搭載用通信機としては1935年(昭和10年)から新型の無線機が研究され、九六式四号戊無線機として制式化された。比較的に車内容積に余裕があったため、従来の日本の戦車用無線機よりは性能良好であった。そのため、後に九七式中戦車の車載無線機にも採用され、1941年(昭和16年)から1945年(昭和20年)まで80機生産されている[2]。
なお、日本陸軍において戦車は歩兵科の所管であることに配慮し、本車の武装は自衛用にとどめられた。車体は八九式軽戦車の亜種というべきものであるが、歩兵科を刺激しないように新規開発の専用車体ということになっている。名称も作業機と称して戦車との違いを強調し、助数詞も「輌」ではなく「機」を用いている。足回りは八九式軽戦車と少し異なっている。
1937年(昭和12年)にはエンジンを原型車の八九式中戦車と同様に空冷ディーゼルエンジンに変更し、作業具も改良した乙型が開発された。その後も1944年(昭和19年)までに丙型から戊型の各改良型が開発された。当初は非常に多機能であったが実用性に乏しく、最終型の戊型ではトーチカ攻撃、架橋、火炎放射、地雷除去に絞り込まれていた。代わりに数種の単能工兵車両が開発されている。
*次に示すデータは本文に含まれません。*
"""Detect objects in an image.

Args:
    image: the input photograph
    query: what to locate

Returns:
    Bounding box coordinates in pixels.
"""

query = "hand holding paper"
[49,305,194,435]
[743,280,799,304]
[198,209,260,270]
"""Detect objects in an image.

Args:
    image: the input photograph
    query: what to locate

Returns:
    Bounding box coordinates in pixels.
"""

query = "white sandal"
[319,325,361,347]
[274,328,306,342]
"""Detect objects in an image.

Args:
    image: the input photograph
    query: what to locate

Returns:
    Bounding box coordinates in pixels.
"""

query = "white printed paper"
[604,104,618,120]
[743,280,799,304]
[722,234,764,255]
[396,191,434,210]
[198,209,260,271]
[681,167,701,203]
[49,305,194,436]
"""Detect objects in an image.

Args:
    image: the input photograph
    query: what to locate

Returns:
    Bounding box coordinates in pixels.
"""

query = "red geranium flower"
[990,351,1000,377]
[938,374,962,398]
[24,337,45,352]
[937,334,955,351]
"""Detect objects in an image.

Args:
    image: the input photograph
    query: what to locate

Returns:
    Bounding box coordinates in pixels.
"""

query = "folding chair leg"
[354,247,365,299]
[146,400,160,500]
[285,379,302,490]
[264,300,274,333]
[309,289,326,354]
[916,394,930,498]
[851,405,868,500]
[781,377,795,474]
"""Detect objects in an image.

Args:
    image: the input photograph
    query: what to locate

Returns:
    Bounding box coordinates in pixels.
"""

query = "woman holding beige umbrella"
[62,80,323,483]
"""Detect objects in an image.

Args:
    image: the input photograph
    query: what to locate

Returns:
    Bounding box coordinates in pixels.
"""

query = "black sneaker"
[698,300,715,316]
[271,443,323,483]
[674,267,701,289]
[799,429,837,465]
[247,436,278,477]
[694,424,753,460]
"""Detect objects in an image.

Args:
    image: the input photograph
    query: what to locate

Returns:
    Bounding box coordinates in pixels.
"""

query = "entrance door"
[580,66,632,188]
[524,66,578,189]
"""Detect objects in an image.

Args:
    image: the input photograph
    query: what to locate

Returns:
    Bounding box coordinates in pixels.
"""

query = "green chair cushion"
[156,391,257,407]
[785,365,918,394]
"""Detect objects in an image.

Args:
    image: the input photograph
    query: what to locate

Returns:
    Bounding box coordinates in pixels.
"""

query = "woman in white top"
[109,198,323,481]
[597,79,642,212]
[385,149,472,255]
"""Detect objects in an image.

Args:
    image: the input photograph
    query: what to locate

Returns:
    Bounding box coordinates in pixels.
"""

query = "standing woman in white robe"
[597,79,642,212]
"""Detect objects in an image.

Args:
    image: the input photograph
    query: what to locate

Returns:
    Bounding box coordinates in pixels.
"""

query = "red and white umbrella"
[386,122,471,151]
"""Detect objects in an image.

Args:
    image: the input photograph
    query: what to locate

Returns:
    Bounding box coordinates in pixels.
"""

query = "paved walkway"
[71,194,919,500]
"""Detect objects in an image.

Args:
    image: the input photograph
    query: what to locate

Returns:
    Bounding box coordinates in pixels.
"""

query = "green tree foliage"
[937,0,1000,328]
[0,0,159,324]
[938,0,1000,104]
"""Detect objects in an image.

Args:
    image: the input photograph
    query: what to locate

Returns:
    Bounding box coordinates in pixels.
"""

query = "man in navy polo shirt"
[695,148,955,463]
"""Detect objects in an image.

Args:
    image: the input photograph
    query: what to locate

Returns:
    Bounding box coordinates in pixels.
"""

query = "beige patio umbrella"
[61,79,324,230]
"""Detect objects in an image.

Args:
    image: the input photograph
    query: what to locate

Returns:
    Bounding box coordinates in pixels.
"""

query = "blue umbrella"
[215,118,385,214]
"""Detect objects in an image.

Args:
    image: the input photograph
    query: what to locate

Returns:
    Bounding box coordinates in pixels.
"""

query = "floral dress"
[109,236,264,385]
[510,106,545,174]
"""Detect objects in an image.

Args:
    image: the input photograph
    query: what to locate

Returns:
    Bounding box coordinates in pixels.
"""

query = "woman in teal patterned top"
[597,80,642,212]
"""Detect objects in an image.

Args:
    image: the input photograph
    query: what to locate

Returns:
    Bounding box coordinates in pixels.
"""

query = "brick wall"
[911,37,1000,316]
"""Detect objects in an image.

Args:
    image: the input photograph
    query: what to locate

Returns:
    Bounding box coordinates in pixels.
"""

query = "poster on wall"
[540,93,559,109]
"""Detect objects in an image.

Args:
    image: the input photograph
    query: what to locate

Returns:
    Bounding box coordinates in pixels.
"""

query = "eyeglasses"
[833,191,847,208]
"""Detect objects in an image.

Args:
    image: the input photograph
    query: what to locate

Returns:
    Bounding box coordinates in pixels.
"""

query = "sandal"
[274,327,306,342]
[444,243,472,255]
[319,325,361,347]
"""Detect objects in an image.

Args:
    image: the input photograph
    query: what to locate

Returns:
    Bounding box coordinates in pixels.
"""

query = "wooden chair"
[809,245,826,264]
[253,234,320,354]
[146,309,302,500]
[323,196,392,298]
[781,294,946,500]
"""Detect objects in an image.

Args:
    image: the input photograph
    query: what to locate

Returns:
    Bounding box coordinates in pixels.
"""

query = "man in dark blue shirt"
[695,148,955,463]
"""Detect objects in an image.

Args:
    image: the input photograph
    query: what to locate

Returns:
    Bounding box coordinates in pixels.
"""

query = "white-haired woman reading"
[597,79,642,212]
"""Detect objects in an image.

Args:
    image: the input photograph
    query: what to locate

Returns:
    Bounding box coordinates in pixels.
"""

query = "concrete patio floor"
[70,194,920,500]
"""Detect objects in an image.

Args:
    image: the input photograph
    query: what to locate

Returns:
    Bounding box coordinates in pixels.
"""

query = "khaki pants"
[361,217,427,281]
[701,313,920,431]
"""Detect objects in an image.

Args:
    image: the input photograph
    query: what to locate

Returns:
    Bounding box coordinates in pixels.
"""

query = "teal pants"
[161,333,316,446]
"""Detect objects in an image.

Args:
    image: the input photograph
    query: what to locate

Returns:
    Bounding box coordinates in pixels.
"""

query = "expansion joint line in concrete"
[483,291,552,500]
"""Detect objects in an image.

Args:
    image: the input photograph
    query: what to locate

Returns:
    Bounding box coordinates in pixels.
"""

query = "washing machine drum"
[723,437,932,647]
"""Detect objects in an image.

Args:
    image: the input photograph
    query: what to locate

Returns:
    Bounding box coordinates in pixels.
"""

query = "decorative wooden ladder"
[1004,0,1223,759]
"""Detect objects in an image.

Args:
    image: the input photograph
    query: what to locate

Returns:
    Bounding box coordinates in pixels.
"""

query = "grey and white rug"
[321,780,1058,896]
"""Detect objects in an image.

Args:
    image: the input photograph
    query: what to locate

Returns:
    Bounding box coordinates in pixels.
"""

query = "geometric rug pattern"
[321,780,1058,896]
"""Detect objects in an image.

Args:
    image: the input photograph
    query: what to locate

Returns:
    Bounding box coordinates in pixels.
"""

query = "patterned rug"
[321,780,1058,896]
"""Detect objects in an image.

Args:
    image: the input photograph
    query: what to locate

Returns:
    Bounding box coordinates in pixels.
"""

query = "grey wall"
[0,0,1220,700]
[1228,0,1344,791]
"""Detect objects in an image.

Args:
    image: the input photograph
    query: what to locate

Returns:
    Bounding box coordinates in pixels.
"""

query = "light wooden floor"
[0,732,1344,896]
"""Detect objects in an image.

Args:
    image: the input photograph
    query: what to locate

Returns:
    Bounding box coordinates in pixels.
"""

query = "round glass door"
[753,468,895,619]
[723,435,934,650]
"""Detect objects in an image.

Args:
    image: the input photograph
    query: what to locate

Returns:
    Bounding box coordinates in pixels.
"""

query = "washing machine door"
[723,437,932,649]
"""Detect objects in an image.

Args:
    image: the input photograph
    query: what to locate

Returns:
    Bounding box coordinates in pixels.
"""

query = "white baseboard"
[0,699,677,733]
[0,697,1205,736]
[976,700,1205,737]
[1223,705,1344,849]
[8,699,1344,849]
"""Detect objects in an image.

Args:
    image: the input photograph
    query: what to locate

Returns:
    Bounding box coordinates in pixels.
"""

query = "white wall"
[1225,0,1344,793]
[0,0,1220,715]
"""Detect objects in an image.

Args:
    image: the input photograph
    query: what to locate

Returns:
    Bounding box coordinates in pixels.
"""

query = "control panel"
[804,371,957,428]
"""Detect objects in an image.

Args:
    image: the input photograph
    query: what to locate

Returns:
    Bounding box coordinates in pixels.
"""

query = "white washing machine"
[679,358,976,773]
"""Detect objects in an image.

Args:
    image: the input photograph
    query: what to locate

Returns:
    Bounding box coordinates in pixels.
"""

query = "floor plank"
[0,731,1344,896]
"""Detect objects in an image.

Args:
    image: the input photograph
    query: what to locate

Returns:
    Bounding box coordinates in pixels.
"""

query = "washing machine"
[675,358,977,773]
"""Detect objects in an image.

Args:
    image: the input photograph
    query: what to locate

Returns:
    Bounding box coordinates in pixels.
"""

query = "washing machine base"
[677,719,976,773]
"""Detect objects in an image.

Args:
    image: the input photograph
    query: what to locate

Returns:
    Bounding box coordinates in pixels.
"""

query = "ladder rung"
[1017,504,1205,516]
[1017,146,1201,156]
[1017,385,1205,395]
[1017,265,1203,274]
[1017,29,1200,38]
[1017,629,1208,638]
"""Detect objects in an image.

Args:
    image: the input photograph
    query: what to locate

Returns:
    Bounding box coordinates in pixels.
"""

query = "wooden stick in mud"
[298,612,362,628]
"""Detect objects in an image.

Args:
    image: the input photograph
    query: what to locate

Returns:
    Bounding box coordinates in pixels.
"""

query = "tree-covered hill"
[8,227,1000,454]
作業用機材として以下のものが開発された。取り外し可能な装備の運搬用には牽引式の附属車が試作されたが、行動力低下が著しく採用されなかった。その後、九四式六輪自動貨車の改修車や、装軌式の器材運搬車(KU車)が用意された。
1934年(昭和9年)に、独立混成第1旅団の独立工兵第1中隊に最初の部隊配備が行われた。独混第1旅団は、日本で最初の機械化部隊である。1937年(昭和12年)に中国戦線で実戦参加し、火炎放射による歩兵支援を行った。しかし、1000kmもの長距離行軍の結果、故障が続出した。
1939年(昭和14年)には、専門の運用部隊として独立工兵第5連隊が創設された。同連隊は対ソ戦争におけるトーチカ破壊を想定した部隊だった。
太平洋戦争勃発後の1942年(昭和17年)に、戦車師団の創設に伴い独工第5連隊は解隊され、装甲作業機は3個戦車師団と教導戦車旅団の工兵隊に分配された。各戦車師団の工兵隊には定数で24機が配備されたが、低速で長距離行軍に堪える耐久性能もなかったため、それほど効果的な兵器とは認められなかった。太平洋戦争中は、ルソン島の防衛戦で戦車第2師団工兵隊が2型式以上の装甲作業機を使用した例がある。ルソン島ではアメリカ軍により8機が鹵獲された。
以下の5型式が開発された。甲型の制式名は九三式装甲作業機、乙型以降が九六式装甲作業機のバリエーションであるとも言われる[3]。もっとも、九六式装甲作業機の仮制式時の仕様によれば、エンジンは105馬力の水冷ガソリンエンジンとなっている[4]。